Investors in private equity-backed companies
The private equity industry has embraced the responsible investment agenda, evidenced by the BVCA’s responsible investment toolkit which has been in existence for many years. Investors are increasingly proactive in managing ESG risks and promoting sustainable business principles during the life of the investment, and seizing the opportunities provided by good governance.
Most private equity firms would argue that their rigorous corporate governance and accountability mechanisms are an integral part of their investment philosophy, and good governance makes a positive contribution to investment outcomes. A private equity firm will typically appoint one or more of its own executives to the board of the investee company and usually, an outside director will also join the board, often acting as its chair. The board takes the lead in the management of ESG risks and opportunities, which many investors regard as integral to value creation and an important part of the exit process.
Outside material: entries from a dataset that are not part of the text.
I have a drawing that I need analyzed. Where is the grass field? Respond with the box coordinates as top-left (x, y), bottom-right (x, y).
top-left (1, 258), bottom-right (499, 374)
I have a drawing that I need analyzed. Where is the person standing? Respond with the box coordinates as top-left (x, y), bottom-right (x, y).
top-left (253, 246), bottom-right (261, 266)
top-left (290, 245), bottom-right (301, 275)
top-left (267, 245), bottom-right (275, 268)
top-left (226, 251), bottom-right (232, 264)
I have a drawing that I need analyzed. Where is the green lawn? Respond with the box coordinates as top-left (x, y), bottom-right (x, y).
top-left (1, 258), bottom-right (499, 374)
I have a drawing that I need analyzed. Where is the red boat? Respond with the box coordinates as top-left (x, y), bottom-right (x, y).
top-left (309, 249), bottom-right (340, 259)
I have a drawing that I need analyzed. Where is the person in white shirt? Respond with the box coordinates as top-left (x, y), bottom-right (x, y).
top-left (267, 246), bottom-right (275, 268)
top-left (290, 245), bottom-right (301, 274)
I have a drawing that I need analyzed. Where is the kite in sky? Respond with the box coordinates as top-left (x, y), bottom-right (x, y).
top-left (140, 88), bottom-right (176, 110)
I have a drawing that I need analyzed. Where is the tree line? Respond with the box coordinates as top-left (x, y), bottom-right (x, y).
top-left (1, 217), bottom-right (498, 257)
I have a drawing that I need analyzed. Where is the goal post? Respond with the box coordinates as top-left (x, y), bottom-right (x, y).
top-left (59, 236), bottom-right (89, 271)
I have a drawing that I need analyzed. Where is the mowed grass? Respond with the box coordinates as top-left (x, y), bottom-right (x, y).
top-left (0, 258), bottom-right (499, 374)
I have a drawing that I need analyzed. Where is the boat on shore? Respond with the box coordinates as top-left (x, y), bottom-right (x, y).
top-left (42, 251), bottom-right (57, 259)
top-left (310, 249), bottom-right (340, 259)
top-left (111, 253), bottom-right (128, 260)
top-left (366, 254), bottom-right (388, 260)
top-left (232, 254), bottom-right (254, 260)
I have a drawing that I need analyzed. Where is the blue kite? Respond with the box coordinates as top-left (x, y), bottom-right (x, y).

Often, during the pre-investment phase, private equity investors assess ESG issues in the portfolio company and identify areas for improvement. Post-investment, they may require the company to address deficiencies, under the supervision of the board, and to report KPIs to show progress. In summary, private equity firms regard the composition of the board, its remit and decision-making processes as critical – alongside a clear and comprehensive reporting framework – and these structures are often used to ensure that the firm's approach to responsible investment is translated into concrete actions at operational level.
The Walker Guidelines on disclosure and transparency in private equity have increased the level of public narrative reporting for portfolio companies, helping to demonstrate that private equity investors are responsible owners and builders of businesses, and preparing investee companies for increased transparency and reporting obligations ahead of a possible listing on a public market.